Par Hajer Ajroudi
En 2011, Moncef Marzouki s’est présenté comme «l’homme du peuple», militant et victime de l’ancien régime. Le discours de victimisation, d’un militant docteur en médecine en plus ayant souffert et s’étant exilé à cause d’un dictateur dont le niveau scolaire lui était inférieur a joué en faveur de Marzouki. Son côté «spontané», sans artifice ni luxe dans l’habit et le comportement contrastait avec l’élégance et le snobisme de l’ex-couple présidentiel Zine El Abidine Ben Ali et Leila Trabelsi. Très vite tous ses éléments ont attiré la sympathie des électeurs pour le CPR, qui a alors été classé deuxième lors des législatives. Mais le président provisoire, fondateur du CPR, Moncef Marzouki, n’avait obtenu que 7.000 voix sur sa circonscription (Nabeul), finissant deuxième après le candidat d’Ennahdha. Son élection comme président n’a pas eu lieu au suffrage universel, mais selon un arrangement décidé par la Troïka. Cette nomination, témoin de la fragilité de sa situation, en comparaison avec le potentiel électoral de Béji Caïd Essebsi et avec la menace de la montée en puissance de candidats comme Slim Riahi, poussent aujourd’hui Moncef Marzouki à adapter son discours. Or ce genre de discours reflète en se développant une paranoïa qu’il instruit également chez les électeurs et qui le pousse à être agressif à l’encontre de ses adversaires, voire haineux et à s’enraciner dans la peur du passé et le rejet de tout ce qui constitue une menace pour lui, à savoir les électeurs dont les voix iront ailleurs, les médias qui le critiquent et ses adversaires politiques. Moncef Marzouki transmet alors cette peur chez les électeurs et joue sur tous les éléments possibles de division ; ancien régime contre révolutionnaires, peuple contre la bourgeoisie, zones rurales et marginalisées contre les villes côtières… Il cible les premiers au détriment des seconds et joue sur leur sentiment de frustration.

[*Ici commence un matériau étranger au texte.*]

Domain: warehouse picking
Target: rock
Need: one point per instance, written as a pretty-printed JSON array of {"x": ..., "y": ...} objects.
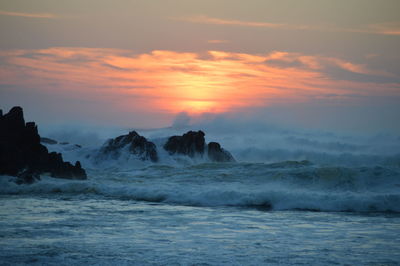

C’est la publication du Livre noir qui a mis en évidence le côté controversé de Moncef Marzouki, démontrant qu’il était capable de commettre un abus en puisant dans les archives et en outrepassant le pouvoir judiciaire, seul pouvoir apte à trancher dans ces affaires.
Ainsi, le discours de Marzouki a toujours été constant dans le contenu, mais augmentant d’intensité durant cette campagne. La rage de passer au second tour et la peur de perdre devant d’autres candidats, dont Béji Caïd Essebsi, qui surtout représente un passé qu’il avait cru remplacer, le pousse à élaborer un discours destructeur envers ses concurrents plutôt qu’un discours comportant des programmes constructifs pour la Tunisie.
Quelque temps avant la campagne présidentielle, il a clairement exprimé sa haine envers les médias qui, pour lui, étaient tous des traîtres malveillants et des agents du RCD dissous. Aujourd’hui, l’utilisation de mot taghout est un comble. Sur le plan pratique, il s’entoure d’adhérents aux LPR (Ligue de protection de la Révolution) connus pour leur agressivité, notamment l’attaque du local de l’UGTT, la Centrale syndicale. Il puise dans le potentiel extrémiste en s’affichant avec des « cheikhs » tels que Béchir Ben Hassen. Il ne rechigne pas non plus à instrumentaliser la question palestinienne. Moncef Marzouki brasse large ? comme le souligne l’universitaire, spécialiste en communication politique, Sadok Hammami.